Monday, June 6, 2011

Review: Last Dragon by J.M. McDermott

Last Dragon, the debut novel from J.M. McDermott, is a visceral, magical, and at times indefinable, experience.
At first glance, the “plot” (in quotes because the story is only marginally concerned with it) is simple enough: Zhan, a warrior-in-training from the north land of Alameda, discovers that her grandfather has savagely murdered her entire family, excluding her Uncle Seth, a shaman; Zhan journeys south with Seth to bring her grandfather to justice. However, Last Dragon’s nonlinear structure—relying on the beauty of a mosaic, a constant folding in on itself—and Zhan’s unreliable narrating create tension making an otherwise formulaic fantasy story sizzle.
The story is recounted through a series of vignettes written by an imprisoned Zhan, as morbid love letters to Esumi, her former lover. How and why Zhan is imprisoned is important and the revelation unexpected; however, what’s strange about it is the incident that led to her imprisonment takes place outside the events contained in Last Dragon. Regardless, the animosity toward and—contradictory—pleading for Esumi to respond to her letters adds complexity to Zhan’s character early on: “Esumi, you have promised me forever, too. Where are you now? You choose an empire over your own heart. This pain I endure every day, where you are missing, is more painful than any cough.” And later: “Should I tell you anything? You who does not write to me. You do not speak to me. You whom I love. You, my love.”

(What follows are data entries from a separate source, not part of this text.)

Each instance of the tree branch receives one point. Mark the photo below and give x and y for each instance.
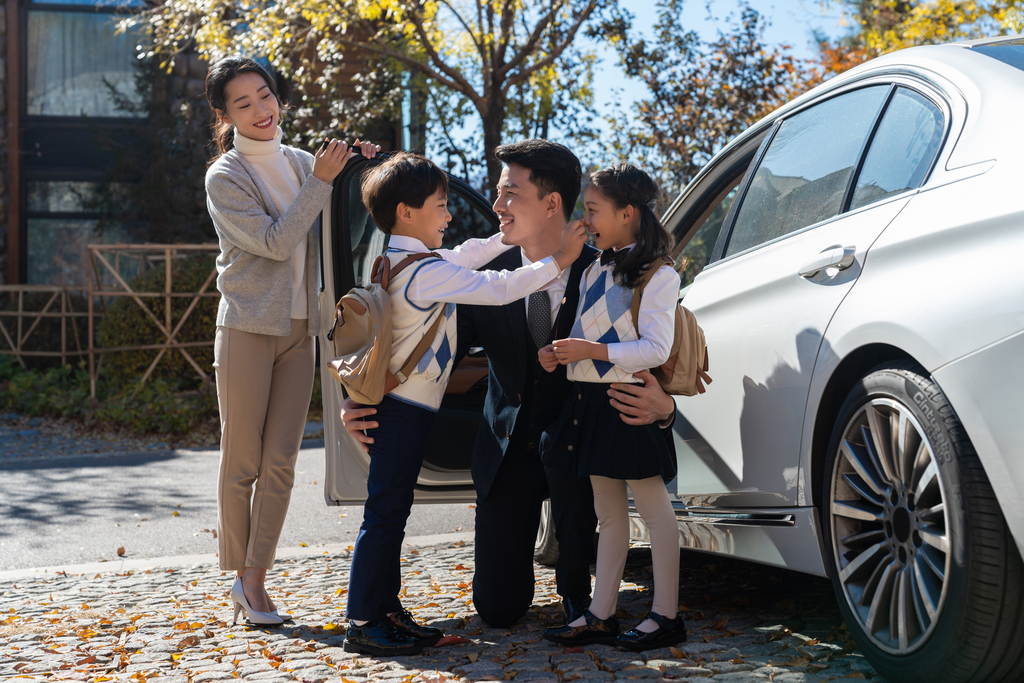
(530, 43)
(508, 17)
(459, 81)
(448, 134)
(416, 63)
(477, 43)
(525, 73)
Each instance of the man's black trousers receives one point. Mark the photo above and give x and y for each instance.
(507, 521)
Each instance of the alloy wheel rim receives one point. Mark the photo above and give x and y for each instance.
(890, 526)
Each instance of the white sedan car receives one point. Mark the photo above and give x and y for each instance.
(853, 261)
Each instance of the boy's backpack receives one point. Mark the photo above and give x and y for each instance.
(361, 336)
(685, 373)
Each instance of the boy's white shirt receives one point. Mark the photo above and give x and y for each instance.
(455, 279)
(432, 288)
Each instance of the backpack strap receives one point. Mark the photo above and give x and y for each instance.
(383, 272)
(420, 350)
(645, 278)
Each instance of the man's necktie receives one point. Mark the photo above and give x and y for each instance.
(539, 317)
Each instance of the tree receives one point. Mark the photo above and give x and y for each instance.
(484, 53)
(702, 93)
(884, 26)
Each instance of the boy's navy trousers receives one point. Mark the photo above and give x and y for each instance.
(395, 457)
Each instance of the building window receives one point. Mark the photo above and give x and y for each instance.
(76, 63)
(77, 72)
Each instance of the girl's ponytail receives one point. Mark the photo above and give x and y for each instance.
(625, 184)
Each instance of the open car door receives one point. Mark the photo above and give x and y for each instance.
(350, 244)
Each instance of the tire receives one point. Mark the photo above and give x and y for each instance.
(927, 574)
(546, 549)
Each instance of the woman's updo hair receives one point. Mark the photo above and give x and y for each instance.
(625, 184)
(217, 79)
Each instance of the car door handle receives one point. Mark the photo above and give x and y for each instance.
(834, 257)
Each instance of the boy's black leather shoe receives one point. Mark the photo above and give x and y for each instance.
(594, 631)
(425, 635)
(379, 638)
(669, 632)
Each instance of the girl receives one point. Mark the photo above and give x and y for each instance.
(591, 437)
(265, 201)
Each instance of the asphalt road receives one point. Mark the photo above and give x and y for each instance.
(81, 509)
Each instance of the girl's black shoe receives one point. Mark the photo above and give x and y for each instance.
(594, 631)
(669, 632)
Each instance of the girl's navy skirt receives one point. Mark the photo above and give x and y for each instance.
(590, 438)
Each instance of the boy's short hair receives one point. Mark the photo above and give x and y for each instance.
(553, 168)
(403, 177)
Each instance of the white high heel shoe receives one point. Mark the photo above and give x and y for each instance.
(239, 598)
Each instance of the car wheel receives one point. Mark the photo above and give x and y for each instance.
(546, 549)
(927, 574)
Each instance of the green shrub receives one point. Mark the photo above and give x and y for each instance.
(158, 407)
(46, 336)
(127, 325)
(54, 392)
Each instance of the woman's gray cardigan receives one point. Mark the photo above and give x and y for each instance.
(254, 269)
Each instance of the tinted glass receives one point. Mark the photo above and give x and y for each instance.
(467, 220)
(696, 253)
(74, 59)
(60, 196)
(902, 151)
(1010, 52)
(805, 172)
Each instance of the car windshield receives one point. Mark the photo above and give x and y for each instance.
(1011, 52)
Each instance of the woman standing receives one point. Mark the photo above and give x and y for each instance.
(265, 200)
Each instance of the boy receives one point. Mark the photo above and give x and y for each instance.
(408, 198)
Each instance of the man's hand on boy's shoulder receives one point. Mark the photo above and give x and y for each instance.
(642, 403)
(352, 416)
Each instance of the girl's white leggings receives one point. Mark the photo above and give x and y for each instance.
(652, 503)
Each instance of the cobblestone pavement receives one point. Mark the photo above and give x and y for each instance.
(747, 624)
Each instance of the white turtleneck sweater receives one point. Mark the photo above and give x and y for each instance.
(284, 185)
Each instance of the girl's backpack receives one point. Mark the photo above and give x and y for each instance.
(685, 373)
(361, 336)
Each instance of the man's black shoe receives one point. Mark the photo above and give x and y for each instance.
(403, 624)
(594, 631)
(574, 608)
(380, 639)
(669, 632)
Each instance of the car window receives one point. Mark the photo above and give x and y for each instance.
(902, 151)
(806, 170)
(468, 220)
(695, 255)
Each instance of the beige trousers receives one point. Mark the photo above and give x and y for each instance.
(263, 389)
(611, 506)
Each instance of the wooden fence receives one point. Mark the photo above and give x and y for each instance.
(20, 328)
(104, 267)
(108, 278)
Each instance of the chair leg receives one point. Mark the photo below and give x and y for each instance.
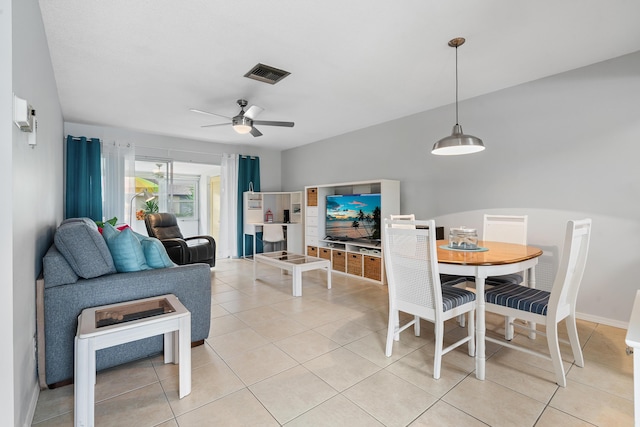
(472, 333)
(572, 330)
(392, 329)
(437, 356)
(556, 357)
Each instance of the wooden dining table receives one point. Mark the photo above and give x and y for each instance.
(498, 259)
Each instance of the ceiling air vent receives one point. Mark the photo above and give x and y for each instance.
(266, 74)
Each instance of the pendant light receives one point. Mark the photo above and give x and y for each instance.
(458, 143)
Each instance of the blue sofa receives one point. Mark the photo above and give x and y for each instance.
(78, 273)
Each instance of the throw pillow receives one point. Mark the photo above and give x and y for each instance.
(125, 249)
(154, 252)
(79, 241)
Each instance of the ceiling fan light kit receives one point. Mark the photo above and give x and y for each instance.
(457, 143)
(242, 124)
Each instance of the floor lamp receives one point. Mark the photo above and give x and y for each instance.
(147, 196)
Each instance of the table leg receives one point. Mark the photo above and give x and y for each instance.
(184, 356)
(81, 387)
(636, 386)
(170, 348)
(480, 328)
(531, 275)
(297, 282)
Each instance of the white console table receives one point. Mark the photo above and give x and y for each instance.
(93, 336)
(293, 235)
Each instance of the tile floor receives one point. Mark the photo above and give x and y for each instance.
(318, 360)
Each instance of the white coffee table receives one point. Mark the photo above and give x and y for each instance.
(110, 325)
(294, 263)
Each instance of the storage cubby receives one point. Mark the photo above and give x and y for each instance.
(353, 256)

There are several beginnings to Last Dragon, but McDermott has chosen to begin with Zhan in the southern city of Proliux, already having been separated from Seth. Zhan lives on the streets, searching in vain for her grandfather. Here, she meets Adel—a well-connected woman with a dubious past, who was once a paladin of the last dragons. Sympathetic to the young Zhan’s cause, Adel agrees to help her find her uncle and grandfather.
The story then folds back on itself, beginning again with Zhan and Seth as they travel south through the forests and hard lands of Alameda. Eventually, they find passage on a ship heading south to Proliux. Because Zhan was training to become one of the warrior-women of her people, she must rely on Seth’s recollections of how her grandfather had murdered her village. But Seth is a moody shaman and mostly silent on the matter, instead keeping to himself. Indeed, as they reach their destination, Seth intentionally loses Zhan in the crowded docks. With Adel’s help, however, Zhan eventually finds Seth living with Staf Sru Korinyes the gypsy.
It is rumored that Zhan’s grandfather may live under the protection of a Proconsul, one of the city’s leaders. Adel, having once been married to such a Proconsul, is able to get Zhan and Seth an appointment, to see that justice is done. Korinyes, a suspicious woman by nature, believes Adel may have other motives in play here. Regardless, Zhan seems to trust the paladin implicitly. However, Korinyes’s suspicions are not far off.
The Proconsuls have hired mercenaries to invade northern Alameda and conquer it for Proliux. Knowing this, Zhan and her small troupe journey north, managing to stay one step ahead of the encroaching armies, hoping to make contact with Prince Tsuin, the one who might be able to stave off invasion. If there is a flaw in this tale, it’s here: the motivations behind conquering a cold, hard land are never satisfactorily explained, except that conquering lands is what empires do.
Along the way, in the frozen north, Adel relates to Zhan the last moments of the last dragon: “His wings were cobwebbed with war wounds, and I don’t think he could fly anymore.” She also tells Zhan that “dragons live a long time because when they eat a person they acquire the life of the person. They never eat evil, or feebleminded things.” This conversation between Adel and Zhan is crucial to the story because it also asks the question: who is the dragon and who is the ant? Who eats whom?
Last Dragon moves around and beyond and around Zhan’s encounter with her grandfather. This, like the conversation about dragons, is a heavy experience, and one that shapes Zhan thereafter. Yet, the telling of it is difficult. As she explains, “My fingers are like spiders drifting over memories in my webbed brain. The husks of the dead gaze up at me, and my teeth sink in and I speak their ghosts. But it’s all mixed up in my head.” As two or three plot threads knot together, a new thread (or two) unravels. This process of knotting and unraveling is continuous throughout Last Dragon, so much so that even the end of the story is also a beginning.
In other words, Last Dragon requires a healthy amount of focus from the reader. This is not something that should deter; rather, a concentrated reading rewards the reader with deeper insights into Zhan’s motivations as her world changes around her. Make no mistake: McDermott’s gorgeously poetic prose is most certainly compelling, though some might deem this a “difficult” novel. The only thing difficult about it is that every sentence, every word, carries weight. Though it may, in some instances, rely on fantasy tropes (read: dragons and magic and smelly cities and epic quests), this cannot be stressed enough: Last Dragon is foremost a reading experience and, if engaged with appropriately, an entertaining one too. Recommended.